Posted on 13 Feb 2014

The Court of Appeal has upheld a tribunal decision that two employees dismissed after refusing to agree changes to their terms and conditions following a TUPE transfer had been automatically unfairly dismissed. It also upheld the tribunal’s order that they should be re-engaged on their old salary.

In The Manchester College v Hazel, the claimants TUPE transferred to the College in August 2009. The College needed to make cost and efficiency savings and in January 2010 drew up plans to make 300 redundancies and to change the terms and conditions of the remaining staff. 

Union negotiations followed. Although both claimants were initially at risk of redundancy, neither was made redundant. The College then sought to agree changes to terms and conditions of employment in order to harmonise terms and avoid the need for any further redundancies. The claimants were offered continued employment on new contracts which involved a pay cut. They accepted all the changes apart from the pay cut and were dismissed. However, they were offered and accepted new contracts containing the revised terms, including the pay cut and they continued to work.
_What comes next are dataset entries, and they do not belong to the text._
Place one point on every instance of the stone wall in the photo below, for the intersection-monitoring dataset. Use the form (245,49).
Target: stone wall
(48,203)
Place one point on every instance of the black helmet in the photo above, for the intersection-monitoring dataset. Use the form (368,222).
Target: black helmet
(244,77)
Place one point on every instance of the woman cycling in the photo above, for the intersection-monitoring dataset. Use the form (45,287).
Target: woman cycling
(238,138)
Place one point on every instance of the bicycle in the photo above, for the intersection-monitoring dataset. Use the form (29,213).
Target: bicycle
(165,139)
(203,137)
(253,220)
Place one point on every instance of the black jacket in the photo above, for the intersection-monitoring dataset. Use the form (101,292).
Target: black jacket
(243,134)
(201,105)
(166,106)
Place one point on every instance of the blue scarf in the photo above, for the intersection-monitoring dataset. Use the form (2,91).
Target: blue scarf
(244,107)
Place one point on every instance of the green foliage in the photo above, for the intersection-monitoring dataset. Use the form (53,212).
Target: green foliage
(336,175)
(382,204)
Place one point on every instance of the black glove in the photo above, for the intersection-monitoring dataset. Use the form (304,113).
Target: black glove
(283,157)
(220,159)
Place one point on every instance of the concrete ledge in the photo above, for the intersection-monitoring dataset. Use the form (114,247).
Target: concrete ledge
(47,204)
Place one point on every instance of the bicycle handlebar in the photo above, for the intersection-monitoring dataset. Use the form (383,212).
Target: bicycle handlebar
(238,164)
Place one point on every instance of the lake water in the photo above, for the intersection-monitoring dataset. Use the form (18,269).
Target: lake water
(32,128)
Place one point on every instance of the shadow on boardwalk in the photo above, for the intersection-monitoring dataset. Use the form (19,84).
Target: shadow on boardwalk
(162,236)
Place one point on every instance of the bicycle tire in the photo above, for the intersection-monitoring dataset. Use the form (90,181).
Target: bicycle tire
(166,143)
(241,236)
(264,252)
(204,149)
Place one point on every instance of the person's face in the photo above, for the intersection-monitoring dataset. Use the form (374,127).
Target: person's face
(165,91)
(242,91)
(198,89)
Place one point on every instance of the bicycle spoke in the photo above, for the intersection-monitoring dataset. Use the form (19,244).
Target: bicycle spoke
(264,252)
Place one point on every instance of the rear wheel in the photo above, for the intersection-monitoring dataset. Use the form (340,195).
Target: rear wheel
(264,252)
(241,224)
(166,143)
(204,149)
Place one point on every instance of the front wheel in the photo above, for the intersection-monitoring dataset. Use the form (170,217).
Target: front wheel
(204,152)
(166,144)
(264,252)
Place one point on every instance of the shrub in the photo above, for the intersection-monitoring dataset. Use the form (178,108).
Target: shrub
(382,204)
The claimants claimed that their dismissals were automatically unfair. The employment tribunal agreed. They had been dismissed for refusing to agree the new terms and this was a reason connected with the TUPE transfer.  The employer could not rely on the defence that the dismissals were for an economic, technical or organisational reason ("the ETO defence") as dismissals as a result of the need to harmonise terms did not entail changes in the numbers or functions of employees, a necessary requirement of the ETO defence.  The fact that other employees had been dismissed for redundancy (which was an ETO reason) did not help, as it was necessary to show that the claimants’ dismissals entailed a change in workforce numbers or functions. 

The tribunal then went on to consider remedy. It decided to order re-engagement of the claimants on their new terms and conditions, but with their salaries restored to their previous higher level and frozen until those who had agreed the changes caught up. 

The Court of Appeal upheld the tribunal decision. It rejected the employer’s argument that the tribunal had been wrong to focus on the immediate reason for dismissal (refusal to accept new terms) and ignore the wider cost-saving plan which involved workforce changes in the form of redundancies. The fact that redundancies and harmonisation were part of a single cost-cutting exercise had no bearing on the question of what was the sole or principal reason for the claimants’ dismissals.   The need for redundancies played no part in the employer’s reasons for giving notice of dismissal to these employees. The only reason for dismissal was the refusal to agree new terms and that did not entail changes in the workforce. 

The Court of Appeal also upheld the re-engagement order. 

Employers seeking to cut costs after a TUPE transfer will often include both redundancies and harmonisation in their plans. This case makes it clear that it is necessary to focus on the reason for dismissing the particular employee in order to determine if the employer can rely on the ETO defence. In this case, the reason for the claimants’ dismissals was their refusal to accept new terms (which did not involve a change in workforce numbers) and not redundancy (which would have) and so the employer’s attempt to rely on the ETO defence failed.

The remedy ordered in this case is of concern to employers seeking to change terms and conditions of employment. Where employees refuse to agree changes, employers will often terminate employment and offer a new employment contract containing the new terms. Whilst employers have always been aware that they may face unfair dismissal claims, even from employees who accept the offer of new employment on revised terms, it has perhaps not occurred to them until recently that re-engagement on their old terms and conditions might be ordered as a remedy.  

In order to mitigate the downside of a re-engagement order on previous terms, employers seeking to make changes to terms and conditions in the context of a TUPE transfer could include a provision in the new contract making it clear that employees will not have the benefit of the new terms if they seek to rely on their original terms and requiring the repayment of any additional benefits which were not provided under the old contract.  In some cases, they might also wish to consider entering into a settlement agreement settling claims arising from the termination of the old contract, which, whilst not entirely without risk, may be effective. 

One piece of good news for the employer in this case was that the employees' salary was frozen until others caught up and so they were not entitled to pay rises in the mean time.